Root account access keys should never exist. Root access should be a documented break-glass procedure, not a routine access path. These controls are basic, widely documented, and consistently missing in organisations that have never run a systematic posture assessment.
What CSPM Is — And What It Is Not
Cloud Security Posture Management tools continuously scan cloud configurations against security best practices, compliance frameworks (CIS Benchmarks, SOC 2, PCI-DSS, HIPAA, ISO 27001), and custom security policies. They produce a prioritised findings list with severity ratings, remediation guidance, and often automated fix capabilities.
CSPM is not a vulnerability scanner (it does not scan software for CVEs), not a SIEM (it does not analyse logs or detect real-time threats), and not a WAF (it does not protect running applications). It fills the specific gap of configuration drift detection — finding where infrastructure was deployed or changed into a non-compliant or insecure state.
Leading CSPM tools include Wiz (agentless, multi-cloud, attack path visualisation), Prisma Cloud (comprehensive CNAPP platform), AWS Security Hub (native AWS with GuardDuty and Inspector integration), and Microsoft Defender for Cloud (native Azure with multi-cloud support). The right tool depends on your cloud mix, compliance requirements, and existing security tooling.
Building a CSPM Programme That Reduces Real Risk
Purchasing a CSPM tool and running a scan is not a CSPM programme. The tool output is a findings list — which is worthless without a process to remediate findings and prevent recurrence. A programme has five components:
- 1Continuous scanning with severity prioritisation — Automated scans triggered by every infrastructure change, not just periodic schedules. Critical findings escalated immediately; high findings reviewed weekly; medium findings tracked in the backlog.
- 2Tagging strategy alignment — Every cloud resource tagged by owner, environment, and data classification. Findings can then be routed automatically to the correct team for remediation rather than landing in a central security queue.
- 3IaC policy gates in the pipeline — CSPM policies embedded in CI/CD to block non-compliant infrastructure before it reaches production. Open Policy Agent or Checkov for Terraform provide policy-as-code gates that catch misconfigurations at authoring time.
- 4Auto-remediation for low-complexity findings — Programmatic fixes for straightforward findings (enable S3 versioning, enforce MFA on IAM users, enable CloudTrail) to reduce alert fatigue and free security engineering for complex remediation.
- 5Governance reporting for leadership — Monthly posture reports showing trend in critical finding count, mean time to remediate, and compliance framework adherence percentage — connecting infrastructure security to business risk metrics that boards and auditors understand.
A CSPM tool without a remediation workflow is a very expensive dashboard. The investment only returns value when findings drive actions — not when they fill a report that nobody acts on.
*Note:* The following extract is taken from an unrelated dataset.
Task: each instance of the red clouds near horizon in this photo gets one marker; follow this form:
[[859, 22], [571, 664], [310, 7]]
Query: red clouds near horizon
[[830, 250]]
GYSP's Cloud Security Posture Practice
GYSP's Cyber Security team implements CSPM as part of a holistic cloud security programme that integrates posture management with identity security, workload protection, and network segmentation.
We start with a posture baseline assessment — a full scan of your current cloud environment against CIS Benchmarks and your relevant compliance framework. The output is a prioritised findings report, a remediation roadmap sequenced by risk severity, and a recommendation for the CSPM tooling that fits your environment. For clients with existing CSPM tools, we focus on programme maturity: improving remediation velocity, implementing IaC gates, and building governance reporting that connects security posture to business risk.
“Misconfiguration is not a technical failure — it is a process failure. The tools to detect it have existed for years. The gap is always the programme around the tool: who owns the findings, who remediates them, and how fast.”